Actual algorithm (III): Analysis high performance queue data structures and algorithms behind Disruptor

Actual algorithm (III): Analysis high performance queue data structures and algorithms behind Disruptor

Disruptor is a memory message queue is a queue for message passing between threads

How do Disruptor is a high-performance? The underlying data structure depend on what?

"- producer consumer model" based on circular queue

In this producer - consumer model, a producer production data, the data center into a storage container, after the consumer withdraws from the consumption data center storage container

Center storage container which stored data is what the data structure used to achieve?

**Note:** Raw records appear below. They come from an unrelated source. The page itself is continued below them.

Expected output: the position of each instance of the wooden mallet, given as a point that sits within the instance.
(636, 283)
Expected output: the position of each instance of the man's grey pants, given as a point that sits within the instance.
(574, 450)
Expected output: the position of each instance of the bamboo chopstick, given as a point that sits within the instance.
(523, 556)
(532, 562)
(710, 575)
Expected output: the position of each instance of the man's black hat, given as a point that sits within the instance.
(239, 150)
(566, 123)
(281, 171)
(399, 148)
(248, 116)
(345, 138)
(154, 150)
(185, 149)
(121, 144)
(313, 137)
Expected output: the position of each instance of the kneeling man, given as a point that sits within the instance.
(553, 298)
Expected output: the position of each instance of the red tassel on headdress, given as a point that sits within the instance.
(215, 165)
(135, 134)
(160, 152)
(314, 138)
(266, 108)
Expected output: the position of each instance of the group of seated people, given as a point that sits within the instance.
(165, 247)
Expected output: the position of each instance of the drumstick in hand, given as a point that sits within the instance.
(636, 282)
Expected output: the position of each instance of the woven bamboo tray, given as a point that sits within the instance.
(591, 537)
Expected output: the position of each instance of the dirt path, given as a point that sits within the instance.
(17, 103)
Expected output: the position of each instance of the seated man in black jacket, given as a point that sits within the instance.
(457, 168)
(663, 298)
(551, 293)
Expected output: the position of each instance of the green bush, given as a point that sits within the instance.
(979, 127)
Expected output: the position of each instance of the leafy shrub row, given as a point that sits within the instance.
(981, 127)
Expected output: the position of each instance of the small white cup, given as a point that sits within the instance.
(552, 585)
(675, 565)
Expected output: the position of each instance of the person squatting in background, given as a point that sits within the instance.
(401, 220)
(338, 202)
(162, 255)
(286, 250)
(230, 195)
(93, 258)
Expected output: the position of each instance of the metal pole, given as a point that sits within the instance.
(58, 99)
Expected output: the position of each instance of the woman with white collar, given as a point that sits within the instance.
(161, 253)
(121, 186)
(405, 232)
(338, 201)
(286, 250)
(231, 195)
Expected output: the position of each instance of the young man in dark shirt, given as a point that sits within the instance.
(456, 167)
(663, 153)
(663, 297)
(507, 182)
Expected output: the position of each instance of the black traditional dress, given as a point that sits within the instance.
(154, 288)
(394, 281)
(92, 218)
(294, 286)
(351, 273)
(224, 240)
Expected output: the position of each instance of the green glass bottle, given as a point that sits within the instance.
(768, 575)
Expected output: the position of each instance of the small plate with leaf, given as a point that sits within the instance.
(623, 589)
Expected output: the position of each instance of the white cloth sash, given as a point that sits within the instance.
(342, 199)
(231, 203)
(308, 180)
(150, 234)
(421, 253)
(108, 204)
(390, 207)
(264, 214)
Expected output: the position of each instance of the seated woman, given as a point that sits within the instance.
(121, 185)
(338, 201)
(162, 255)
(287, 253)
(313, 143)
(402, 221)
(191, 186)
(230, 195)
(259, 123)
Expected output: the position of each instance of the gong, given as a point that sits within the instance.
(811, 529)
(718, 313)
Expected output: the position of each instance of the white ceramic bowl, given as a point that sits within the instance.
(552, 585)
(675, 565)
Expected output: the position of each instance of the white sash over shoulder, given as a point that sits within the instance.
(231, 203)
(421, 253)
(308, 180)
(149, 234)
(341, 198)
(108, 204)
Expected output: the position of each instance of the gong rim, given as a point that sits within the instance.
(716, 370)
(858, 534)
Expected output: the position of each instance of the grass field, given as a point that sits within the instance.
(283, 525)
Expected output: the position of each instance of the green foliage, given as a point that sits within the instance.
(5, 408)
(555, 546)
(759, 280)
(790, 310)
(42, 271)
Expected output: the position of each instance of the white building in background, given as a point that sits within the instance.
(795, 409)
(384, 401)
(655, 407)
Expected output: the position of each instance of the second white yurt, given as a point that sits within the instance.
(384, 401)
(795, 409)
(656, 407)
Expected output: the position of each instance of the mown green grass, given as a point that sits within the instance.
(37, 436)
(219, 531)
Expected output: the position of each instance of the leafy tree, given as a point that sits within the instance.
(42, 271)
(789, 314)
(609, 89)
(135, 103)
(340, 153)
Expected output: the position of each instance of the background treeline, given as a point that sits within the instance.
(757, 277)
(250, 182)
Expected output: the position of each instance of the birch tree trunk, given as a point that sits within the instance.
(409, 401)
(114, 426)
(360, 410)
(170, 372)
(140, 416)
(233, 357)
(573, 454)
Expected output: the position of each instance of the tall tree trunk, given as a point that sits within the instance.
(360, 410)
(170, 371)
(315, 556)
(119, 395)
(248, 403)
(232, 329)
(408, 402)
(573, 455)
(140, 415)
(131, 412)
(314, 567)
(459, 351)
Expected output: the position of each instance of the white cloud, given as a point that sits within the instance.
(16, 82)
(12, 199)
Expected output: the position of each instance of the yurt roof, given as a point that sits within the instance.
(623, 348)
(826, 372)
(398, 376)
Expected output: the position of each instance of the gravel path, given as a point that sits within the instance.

The most commonly used to achieve a data structure is a queue container storage center, the data support the FIFO queues, the data will produce long been long been consumption. There are two queues implemented idea, one is based on the queue list implemented chain, and the other is based on an order queue array implementation, different needs, choosing a different implementation.

Unbounded implement a queue, the queue size that is uncertain in advance for selection list to achieve, since lists support fast dynamic expansion. If you want to achieve a bounded queue, that queue size is determined in advance, when the queue is full of data, producers need to wait until consumer spending data, then there is space in the queue to put data into the position of producers. Unbounded amount of memory queue occupancy is not controllable, because they may lead to memory continues to grow OOM (Out Of Memory) error.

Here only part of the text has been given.